Foreign Minister begins informal talks with Hungary, the next Council presidency

Catalonia's foreign minister Meritxell Serret
Catalonia's foreign minister Meritxell Serret / Eli Don
Catalan News

Catalan News | @catalannews | Barcelona

March 28, 2024 10:33 AM

March 28, 2024 06:35 PM

Catalan Foreign Minister Meritxell Serret has already held informal talks with Hungary, the next rotating presidency of the Council of the European Union, to ensure that efforts to make Catalan an official EU language continue.

"We want to build trust to move forward," Serret told the Catalan News Agency (ACN), stressing the importance of fostering goodwill with Hungary to keep the issue on the agenda.

The move comes after previous failed attempts. In September last year, the Spanish government and Catalan pro-independence parties joined forces in an attempt to make Catalan official in the EU during Spain's presidency. 

However, the proposal faced setbacks as it was met with skepticism from several member states, particularly regarding its legal, political and economic implications, and the issue eventually stalled

The EU presidency passed to Belgium at the turn of the year, but despite Belgium's intention to move the proposal forward, discussions were once again postponed due to a lack of progress in assessing its impact.   

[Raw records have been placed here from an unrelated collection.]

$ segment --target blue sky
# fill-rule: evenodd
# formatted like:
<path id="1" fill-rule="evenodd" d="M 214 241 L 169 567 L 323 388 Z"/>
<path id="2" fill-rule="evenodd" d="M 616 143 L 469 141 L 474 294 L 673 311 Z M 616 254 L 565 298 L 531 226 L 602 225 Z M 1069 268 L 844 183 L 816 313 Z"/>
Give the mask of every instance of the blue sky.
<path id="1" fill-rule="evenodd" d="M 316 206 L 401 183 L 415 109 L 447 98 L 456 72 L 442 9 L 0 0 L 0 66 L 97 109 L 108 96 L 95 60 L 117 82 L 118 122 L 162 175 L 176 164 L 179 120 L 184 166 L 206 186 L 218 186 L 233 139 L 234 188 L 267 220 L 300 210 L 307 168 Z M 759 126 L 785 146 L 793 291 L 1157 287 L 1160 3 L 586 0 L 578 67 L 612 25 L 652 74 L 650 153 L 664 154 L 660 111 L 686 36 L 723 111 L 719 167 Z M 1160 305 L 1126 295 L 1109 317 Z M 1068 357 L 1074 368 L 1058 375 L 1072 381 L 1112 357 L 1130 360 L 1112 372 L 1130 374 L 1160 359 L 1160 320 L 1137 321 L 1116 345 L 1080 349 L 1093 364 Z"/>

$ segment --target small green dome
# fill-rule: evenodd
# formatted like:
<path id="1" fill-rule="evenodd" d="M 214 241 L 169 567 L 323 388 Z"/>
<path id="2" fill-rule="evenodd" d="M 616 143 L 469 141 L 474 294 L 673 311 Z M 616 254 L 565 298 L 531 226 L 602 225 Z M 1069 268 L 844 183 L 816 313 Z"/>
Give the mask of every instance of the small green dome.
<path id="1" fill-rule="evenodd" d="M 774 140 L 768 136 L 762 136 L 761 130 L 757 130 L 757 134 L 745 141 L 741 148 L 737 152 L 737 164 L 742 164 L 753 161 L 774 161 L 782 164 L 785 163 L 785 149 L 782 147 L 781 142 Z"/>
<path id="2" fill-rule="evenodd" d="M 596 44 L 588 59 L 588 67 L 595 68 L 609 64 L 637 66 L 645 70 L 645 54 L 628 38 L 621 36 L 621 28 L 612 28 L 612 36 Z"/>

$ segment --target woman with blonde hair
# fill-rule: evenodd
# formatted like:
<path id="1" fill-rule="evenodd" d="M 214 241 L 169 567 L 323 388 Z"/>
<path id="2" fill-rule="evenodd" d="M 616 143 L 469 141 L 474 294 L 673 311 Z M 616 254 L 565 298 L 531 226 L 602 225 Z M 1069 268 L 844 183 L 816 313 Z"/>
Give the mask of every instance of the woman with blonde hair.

The proposal to change the EU's language policy requires unanimous support from all 27 member states, and while no European state has outright vetoed it, doubts remain, especially in countries with other minority languages, such as Lithuania. 

Serret defends achieving a "political pre-agreement" among the 27 member states before requesting the final legal reports from the Council.  

"We think it is good to have all the doubts resolved beforehand. At the end of the day, what we are asking the Council to do is to take a political decision," says Serret, adding that she does not want the issue to "fail" because a member state is "clinging to technical elements." 


EU elections test Catalan language bid 

The upcoming European Parliament elections, scheduled for June 9, will serve as a crucial test to gauge the political commitment and level of support for the official recognition of Catalan in the EU. 

"The context of the European elections can be a good opportunity to demonstrate the broad political and social alliance that exists in Catalonia around the initiative for the official status of Catalan in the European institutions," Serret said.  

Serret believes that if all the parties in favor of official status include this point in their electoral programs and their candidates defend it in the elections, "it will help strengthen the position and the proposal before all the states of the European Union."